D: Detto questo, ci parli delle figure di Cassandra, profetessa inascolta e voce laica delle coscienze, e dell’Angelo, custode impotente, che come spettri dialogano con l’Uomo.

R: Cassandra è la Poesia, la consapevolezza tragica in sé. Dialogare con lei è dialogare con la verità, l’esperienza personale estrema trasmessa da individuo a individuo dinanzi al capezzale. Non si può prescindere dalla verità nel momento massimo che da essa prende il nome. L’Angelo è il rappresentante di Dio, è colui che combatte con Giacobbe tutta la notte e dà il nome a Israele. L’Angelo è la religione di Moro e la religione in senso lato, la “scienza” dell’aldilà e la fede nell’eterno. È la pietà che Cassandra non può esprimere, così come lei è l’orgoglio umano che l’Angelo non è. Entrambi gli spettri sono insostituibili nel viaggio di preparazione alla morte. L’opera è una sorta di iniziazione al mistero, di percorso simbolico verso la fine che tutti ci accomuna.  Moro allora diventa Socrate e Cristo, diventa tutti noi. Era un uomo politico, adesso è un uomo, e la sua funzione sociale precedente rende solo più esemplare e dolente il suo/nostro addio.

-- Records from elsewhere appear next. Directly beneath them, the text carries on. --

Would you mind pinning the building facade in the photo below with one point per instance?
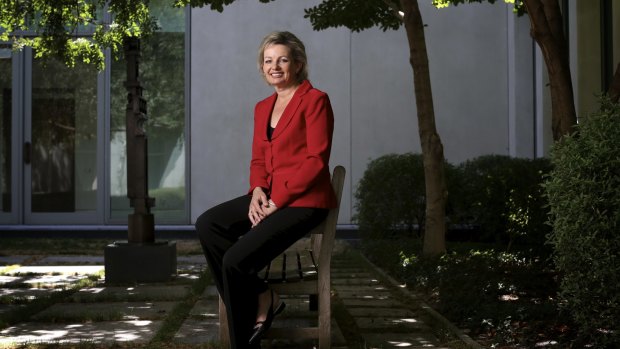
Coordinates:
(62, 145)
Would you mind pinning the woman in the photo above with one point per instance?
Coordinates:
(290, 190)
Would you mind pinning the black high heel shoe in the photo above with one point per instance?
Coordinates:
(262, 326)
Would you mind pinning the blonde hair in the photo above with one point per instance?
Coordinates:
(297, 48)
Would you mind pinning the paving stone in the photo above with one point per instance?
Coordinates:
(370, 302)
(400, 340)
(198, 331)
(139, 331)
(343, 274)
(52, 281)
(12, 260)
(27, 293)
(365, 295)
(132, 293)
(346, 281)
(210, 292)
(361, 288)
(5, 308)
(57, 270)
(6, 280)
(387, 312)
(113, 311)
(206, 309)
(197, 260)
(380, 322)
(71, 260)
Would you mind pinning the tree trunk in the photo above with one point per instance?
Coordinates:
(432, 149)
(614, 89)
(548, 31)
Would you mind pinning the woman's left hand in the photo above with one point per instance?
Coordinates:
(265, 210)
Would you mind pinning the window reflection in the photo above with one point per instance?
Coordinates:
(5, 129)
(63, 157)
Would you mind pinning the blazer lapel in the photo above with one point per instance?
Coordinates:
(291, 108)
(265, 115)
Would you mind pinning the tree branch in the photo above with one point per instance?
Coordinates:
(394, 7)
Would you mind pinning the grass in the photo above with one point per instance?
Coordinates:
(76, 246)
(181, 311)
(29, 309)
(350, 330)
(500, 299)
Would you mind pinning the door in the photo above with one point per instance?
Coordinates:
(61, 162)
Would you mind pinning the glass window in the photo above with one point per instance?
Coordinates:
(5, 129)
(63, 153)
(162, 75)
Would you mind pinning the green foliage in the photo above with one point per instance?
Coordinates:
(216, 5)
(59, 28)
(508, 298)
(78, 30)
(519, 6)
(353, 14)
(584, 197)
(503, 196)
(390, 196)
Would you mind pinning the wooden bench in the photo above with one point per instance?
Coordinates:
(303, 272)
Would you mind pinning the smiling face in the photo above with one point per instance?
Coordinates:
(279, 69)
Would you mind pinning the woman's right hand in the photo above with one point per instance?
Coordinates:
(259, 199)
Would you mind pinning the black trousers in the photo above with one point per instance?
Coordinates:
(236, 252)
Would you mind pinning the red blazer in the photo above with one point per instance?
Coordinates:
(294, 166)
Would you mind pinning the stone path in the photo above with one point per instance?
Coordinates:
(368, 313)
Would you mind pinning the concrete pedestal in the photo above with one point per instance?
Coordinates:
(140, 262)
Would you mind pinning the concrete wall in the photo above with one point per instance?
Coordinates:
(480, 107)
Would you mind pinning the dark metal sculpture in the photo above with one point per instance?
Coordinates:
(141, 224)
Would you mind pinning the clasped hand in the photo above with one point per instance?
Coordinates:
(259, 206)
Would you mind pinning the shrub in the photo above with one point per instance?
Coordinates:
(584, 197)
(503, 197)
(390, 196)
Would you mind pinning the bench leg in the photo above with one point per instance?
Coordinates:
(224, 338)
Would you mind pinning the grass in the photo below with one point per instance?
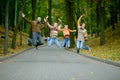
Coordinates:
(110, 51)
(18, 47)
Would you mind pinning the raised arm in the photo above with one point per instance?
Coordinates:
(78, 22)
(23, 16)
(50, 26)
(60, 25)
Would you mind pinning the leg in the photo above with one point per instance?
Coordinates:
(50, 41)
(64, 42)
(68, 42)
(34, 38)
(78, 46)
(39, 38)
(56, 42)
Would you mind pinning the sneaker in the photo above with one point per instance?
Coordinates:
(48, 38)
(29, 43)
(36, 46)
(78, 51)
(90, 51)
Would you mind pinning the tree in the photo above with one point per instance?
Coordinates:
(102, 22)
(6, 27)
(70, 19)
(13, 46)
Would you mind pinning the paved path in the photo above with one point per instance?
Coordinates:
(51, 63)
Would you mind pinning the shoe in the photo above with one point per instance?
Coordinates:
(48, 38)
(29, 43)
(78, 51)
(90, 51)
(36, 46)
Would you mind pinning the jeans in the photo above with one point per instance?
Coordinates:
(66, 42)
(36, 39)
(80, 45)
(52, 40)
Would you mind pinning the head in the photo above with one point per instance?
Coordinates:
(55, 25)
(66, 27)
(83, 25)
(38, 19)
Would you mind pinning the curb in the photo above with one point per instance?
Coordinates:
(13, 55)
(117, 64)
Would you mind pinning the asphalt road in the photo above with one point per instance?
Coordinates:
(51, 63)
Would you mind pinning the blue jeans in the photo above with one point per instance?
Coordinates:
(80, 45)
(66, 42)
(52, 40)
(36, 39)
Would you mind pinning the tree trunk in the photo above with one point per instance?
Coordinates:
(102, 24)
(6, 27)
(13, 46)
(49, 14)
(70, 19)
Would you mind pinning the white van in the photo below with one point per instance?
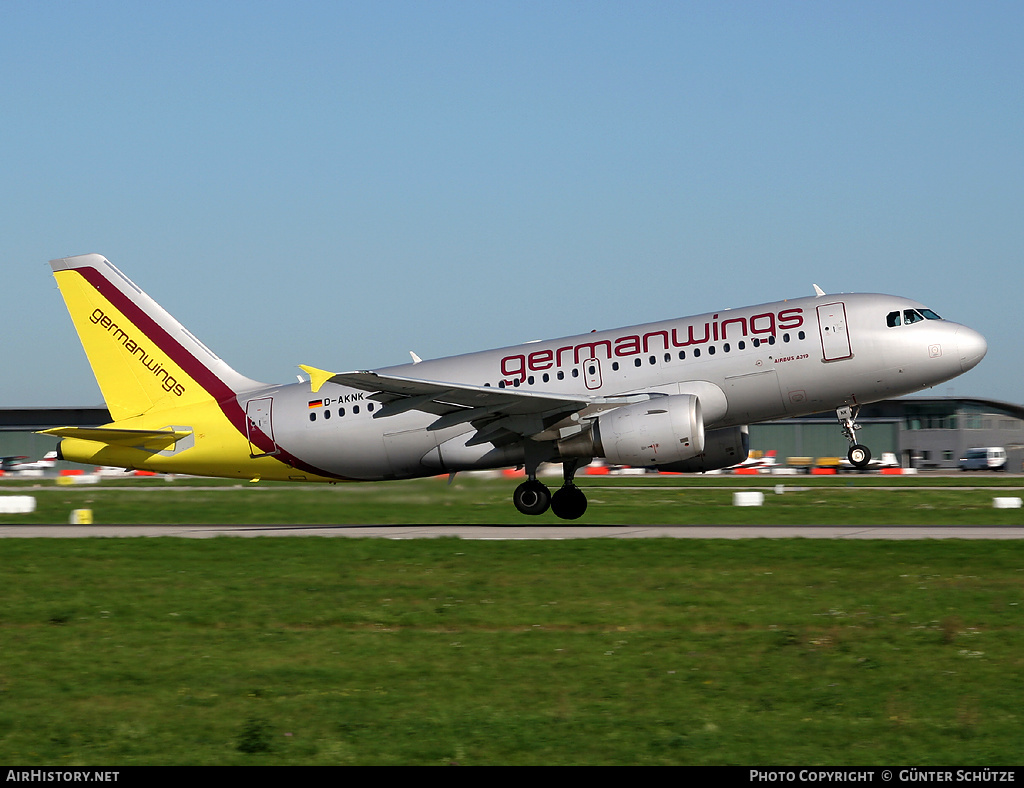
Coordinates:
(984, 458)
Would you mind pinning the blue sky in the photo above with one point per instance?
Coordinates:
(338, 183)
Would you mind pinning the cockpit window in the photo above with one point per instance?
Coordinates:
(908, 316)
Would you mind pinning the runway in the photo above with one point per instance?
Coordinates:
(510, 532)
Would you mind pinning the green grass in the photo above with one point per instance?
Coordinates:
(321, 651)
(649, 500)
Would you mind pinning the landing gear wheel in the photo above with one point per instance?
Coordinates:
(531, 497)
(568, 502)
(859, 455)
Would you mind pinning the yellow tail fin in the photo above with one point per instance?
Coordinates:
(143, 359)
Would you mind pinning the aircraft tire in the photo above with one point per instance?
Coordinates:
(531, 497)
(568, 502)
(859, 455)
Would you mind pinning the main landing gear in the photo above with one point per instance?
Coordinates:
(859, 455)
(534, 497)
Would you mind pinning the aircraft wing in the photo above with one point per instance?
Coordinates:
(496, 413)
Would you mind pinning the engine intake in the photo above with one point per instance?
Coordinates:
(656, 432)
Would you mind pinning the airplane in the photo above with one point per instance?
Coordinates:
(676, 395)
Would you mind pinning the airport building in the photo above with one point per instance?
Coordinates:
(927, 433)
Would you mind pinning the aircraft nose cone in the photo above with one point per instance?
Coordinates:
(972, 347)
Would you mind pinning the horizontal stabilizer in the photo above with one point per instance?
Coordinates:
(150, 439)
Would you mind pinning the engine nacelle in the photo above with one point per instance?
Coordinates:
(723, 448)
(655, 432)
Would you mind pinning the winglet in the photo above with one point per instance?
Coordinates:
(316, 377)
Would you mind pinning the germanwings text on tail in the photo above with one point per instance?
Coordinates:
(675, 395)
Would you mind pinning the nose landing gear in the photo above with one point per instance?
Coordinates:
(859, 455)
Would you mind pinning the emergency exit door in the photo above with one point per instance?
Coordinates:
(834, 331)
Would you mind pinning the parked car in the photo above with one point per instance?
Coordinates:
(984, 458)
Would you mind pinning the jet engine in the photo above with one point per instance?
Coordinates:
(655, 432)
(723, 448)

D: Premesso che quest’opera tocca l’animo di ognuno di noi e che il poeta sa, con la propria arte, farci da specchio, solo un’ultima cosa: lei come Uomo che rapporto ha con la solitudine della Morte?

R: Come ogni uomo mediamente consapevole, ci penso sempre. E nel farlo, penso sempre alla vita. Scopro ogni giorno un’occasione migliore di vivere. La morte è solitudine nel passaggio. Scriverne, abbracciando nella scrittura i miei simili, è prepararmi a sentirmi meno solo quando verrà per me il momento della verità.